三月十九日は、中村久子女史が亡くなられた日。
昭和四十三年(1968年)なので、丁度没後四十年。
「中村久子」といっても、知っている人はほとんどいないだろう。
明治三十年十一月二十五日、高山市の生まれで、三才の頃、病気で両手両足を失い、父親も早く亡くし、母親の厳しい躾の中、それこそ血の出るような努力で字を書くことや、裁縫編み物を覚え、十九歳で自立するため「だるま娘」という名で見世物小屋でその芸を売り、一座を率いて二十五年ほど、全国から朝鮮半島まで、興行して歩いたとか。
口にくわえたり、頬と短い手や肩に挟んだりして書いたそうだ。
書いた色紙や書を買ってもらうのも収入の一つだが、金を投げるような人には売らず、本当に欲しい人にはタダで差し上げていたのだとか。
当時も国からの支援金が障害者にはあったようだが、一切受け取らず、却って困っている人を助けたり寄付をしていたのだとか。
口で縫い物をするのだが、子供の頃は唾でベトベトになるので、あげた友達の親に捨てられたりしたが、それをバネに、工夫で唾のつかないように縫い上げるようになった。
日本にヘレン・ケラー女史が来たとき、自分で縫った着物を着せた人形を贈り、「私より不幸な人、そして私より偉大な人。」とヘレン・ケラーは語ったとか。

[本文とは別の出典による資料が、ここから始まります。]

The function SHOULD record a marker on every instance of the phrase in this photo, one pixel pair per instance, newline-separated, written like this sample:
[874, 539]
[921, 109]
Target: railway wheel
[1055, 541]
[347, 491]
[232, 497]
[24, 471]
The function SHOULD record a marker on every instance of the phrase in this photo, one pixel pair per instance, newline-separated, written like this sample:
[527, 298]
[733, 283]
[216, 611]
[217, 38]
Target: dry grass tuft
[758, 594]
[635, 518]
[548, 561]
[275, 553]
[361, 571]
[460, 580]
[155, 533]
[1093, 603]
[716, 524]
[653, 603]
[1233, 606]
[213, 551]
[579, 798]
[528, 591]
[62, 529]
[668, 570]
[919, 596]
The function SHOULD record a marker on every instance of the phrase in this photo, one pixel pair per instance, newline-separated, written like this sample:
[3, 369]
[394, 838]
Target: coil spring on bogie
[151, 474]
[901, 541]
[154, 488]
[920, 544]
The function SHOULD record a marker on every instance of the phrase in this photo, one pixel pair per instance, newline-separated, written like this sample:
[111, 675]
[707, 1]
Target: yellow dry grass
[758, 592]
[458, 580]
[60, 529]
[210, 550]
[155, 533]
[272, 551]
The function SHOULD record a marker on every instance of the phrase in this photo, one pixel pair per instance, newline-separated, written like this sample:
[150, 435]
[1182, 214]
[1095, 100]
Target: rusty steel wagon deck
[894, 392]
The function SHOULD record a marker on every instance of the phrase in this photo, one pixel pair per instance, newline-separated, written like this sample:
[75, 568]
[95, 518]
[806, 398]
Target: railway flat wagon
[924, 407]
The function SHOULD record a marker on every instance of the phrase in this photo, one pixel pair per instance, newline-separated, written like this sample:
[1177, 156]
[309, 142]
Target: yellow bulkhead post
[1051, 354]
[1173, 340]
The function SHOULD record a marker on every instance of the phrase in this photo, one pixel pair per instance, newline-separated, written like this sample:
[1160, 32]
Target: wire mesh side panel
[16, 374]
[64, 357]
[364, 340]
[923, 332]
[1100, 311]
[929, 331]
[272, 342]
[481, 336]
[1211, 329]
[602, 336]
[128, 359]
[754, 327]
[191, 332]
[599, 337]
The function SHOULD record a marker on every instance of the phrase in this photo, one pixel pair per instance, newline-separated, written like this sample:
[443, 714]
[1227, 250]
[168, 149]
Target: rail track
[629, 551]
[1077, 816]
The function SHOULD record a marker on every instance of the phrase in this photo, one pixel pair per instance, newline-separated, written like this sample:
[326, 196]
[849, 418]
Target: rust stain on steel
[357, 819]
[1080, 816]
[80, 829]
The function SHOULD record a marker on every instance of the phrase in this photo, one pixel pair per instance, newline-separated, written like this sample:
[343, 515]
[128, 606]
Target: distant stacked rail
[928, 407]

後年は旦那さんや娘さんに背負われ、講演活動をしていた。
高山市、国分寺境内に悲母観音像を建立。
私の祖父は人寄りが好き。
人が集まってくれるのが大好きなので、いろんな人が来ていた。
どんな縁があったかお袋も知らないので、今となっては全く分らないが、私が五歳から七歳頃、中村久子女史が二度ほど、我が家に泊まっていったことがある。

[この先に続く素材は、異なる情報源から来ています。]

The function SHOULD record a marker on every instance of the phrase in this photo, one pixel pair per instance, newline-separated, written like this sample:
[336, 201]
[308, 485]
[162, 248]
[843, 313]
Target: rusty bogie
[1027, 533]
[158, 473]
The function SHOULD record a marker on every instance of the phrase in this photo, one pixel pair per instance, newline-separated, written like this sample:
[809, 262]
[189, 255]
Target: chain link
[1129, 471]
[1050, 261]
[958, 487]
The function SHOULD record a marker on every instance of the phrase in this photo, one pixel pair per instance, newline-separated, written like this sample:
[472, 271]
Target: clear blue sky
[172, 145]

当時は我が家は百姓家で、民宿ではないから、農協の組合長をしていた祖父が、講演を聞いて招いたのかもしれない。
両足は多分10cmくらいで、両手は10cmから15cmくらいの長さしか、残っていなかったのではないか・・。
その体で奥の座敷から囲炉裏の間まで、トコトコトコと、素早く歩いてきた女史の姿を見た五歳くらいの私は、目を真ん丸くして、びっくりして固まっていた。
驚愕したのと同時に、化け物でも見るような恐怖心が出ていたのかもしれない。
そんな私の顔を見る女史の目が、悲しげだったことは今でも忘れられない。
パラリンピックが終わった。
障害者に対する認識や理解が進んだ現代でさえ、障害者が自立して生きていくことは難しい。
ましてや、無理解な時代に、手の無い手で自立の道を手探りし、脚の無い足で神仏の道をたどりながら、偏見という壁を必死で乗り越えてきた女史の生き方は、私には眩しいばかり。
もっと世の人に知って欲しい人である。